Editorial: How green can L.A. and its river be?

The Army Corps of Engineers has decided to recommend approval of a $1-billion plan to revitalize an 11-mile stretch of the Los Angeles River.
(Jae C. Hong / Associated Press)

The decision by the Army Corps of Engineers to proceed with a more expansive remake of a stretch of Los Angeles River creates a historic opportunity: It allows the city to reorient itself away from 20th century development patterns and toward a greener and more habitable urban future.

As The Times reported Wednesday, the Army Corps has thrown its weight behind the most ambitious of several alternatives for the river. Final approval rests with Congress.

There was no doubt that the Army Corps was on board with at least some kind of project to revitalize the 11-mile stretch known as the Glendale Narrows. But it was leaning for a while toward a limited alternative that would have kept the river physically separated from the adjacent neighborhoods.

Instead, the project will bind green space and urban life, the San Fernando Valley and the Central City, the past and the future. The larger scope follows an intensive lobbying campaign by Mayor Eric Garcetti, who deserves much credit for this development.


The announcement comes as the nearby Los Angeles State Historic Park is finally being developed into a city centerpiece that, because of the larger project, now promises to connect with the river close to the point where water once was lifted to clay brick pipes and brought to the growing city.

Does Los Angeles really have a river? Yes — the pueblo was founded where it was to be close to its water source. And it was washed away from that site, wherever that was (historians and archaeologists still search for clues as to the location) and rebuilt many times over the course of three decades, eventually finding a permanent spot on higher ground at the place we now know as El Pueblo or Olvera Street, because the Los Angeles River is a Western river, trickling during the dry months, raging during wet winters, carving new channels in flood years.

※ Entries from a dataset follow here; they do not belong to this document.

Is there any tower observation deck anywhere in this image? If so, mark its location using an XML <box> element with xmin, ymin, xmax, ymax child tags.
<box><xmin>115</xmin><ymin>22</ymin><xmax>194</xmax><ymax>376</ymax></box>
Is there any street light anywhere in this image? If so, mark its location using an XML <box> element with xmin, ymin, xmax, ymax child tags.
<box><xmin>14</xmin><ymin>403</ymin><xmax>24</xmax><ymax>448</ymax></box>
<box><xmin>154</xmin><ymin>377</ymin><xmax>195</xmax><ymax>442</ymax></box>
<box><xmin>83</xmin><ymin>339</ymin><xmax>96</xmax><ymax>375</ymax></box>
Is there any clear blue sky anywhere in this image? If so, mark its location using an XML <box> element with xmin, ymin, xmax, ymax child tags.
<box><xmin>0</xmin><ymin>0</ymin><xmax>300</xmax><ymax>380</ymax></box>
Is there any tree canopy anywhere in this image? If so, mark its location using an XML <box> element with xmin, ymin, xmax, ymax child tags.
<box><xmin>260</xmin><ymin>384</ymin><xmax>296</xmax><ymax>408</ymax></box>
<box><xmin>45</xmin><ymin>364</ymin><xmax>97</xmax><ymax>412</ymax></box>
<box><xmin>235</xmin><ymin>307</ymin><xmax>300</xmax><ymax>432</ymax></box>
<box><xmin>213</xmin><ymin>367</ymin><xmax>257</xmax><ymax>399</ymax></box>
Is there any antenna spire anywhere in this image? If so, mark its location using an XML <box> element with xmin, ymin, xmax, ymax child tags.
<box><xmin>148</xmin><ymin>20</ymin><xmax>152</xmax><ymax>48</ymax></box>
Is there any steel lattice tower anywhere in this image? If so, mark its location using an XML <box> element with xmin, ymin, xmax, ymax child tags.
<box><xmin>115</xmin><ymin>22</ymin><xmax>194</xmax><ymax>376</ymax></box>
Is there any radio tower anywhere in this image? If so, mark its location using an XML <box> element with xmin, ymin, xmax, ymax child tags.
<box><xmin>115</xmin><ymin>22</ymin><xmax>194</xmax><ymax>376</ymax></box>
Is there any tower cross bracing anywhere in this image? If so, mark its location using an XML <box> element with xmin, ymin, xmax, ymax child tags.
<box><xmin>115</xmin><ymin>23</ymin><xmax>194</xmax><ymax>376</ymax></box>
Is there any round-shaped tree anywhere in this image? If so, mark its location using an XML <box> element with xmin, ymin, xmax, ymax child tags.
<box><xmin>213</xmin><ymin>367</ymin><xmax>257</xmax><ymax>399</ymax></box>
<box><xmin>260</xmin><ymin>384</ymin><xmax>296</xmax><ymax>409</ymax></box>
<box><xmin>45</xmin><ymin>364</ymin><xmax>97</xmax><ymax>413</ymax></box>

Accordingly, the project will not return the river to the dangerous flood hazard it was through the 1930s. It will instead update L.A.'s relationship with its river, converting an ugly concrete back alley into a new verdant frontyard, bringing parkland and recreation, along with wildlife habitat and flood protection, to the city center.

Much of the required funding will come from the federal government, and much will come from the city. Before the vision for the river is realized, there will need to be a serious discussion over how that local component is to be raised. But one step at a time. For now, some celebration is in order.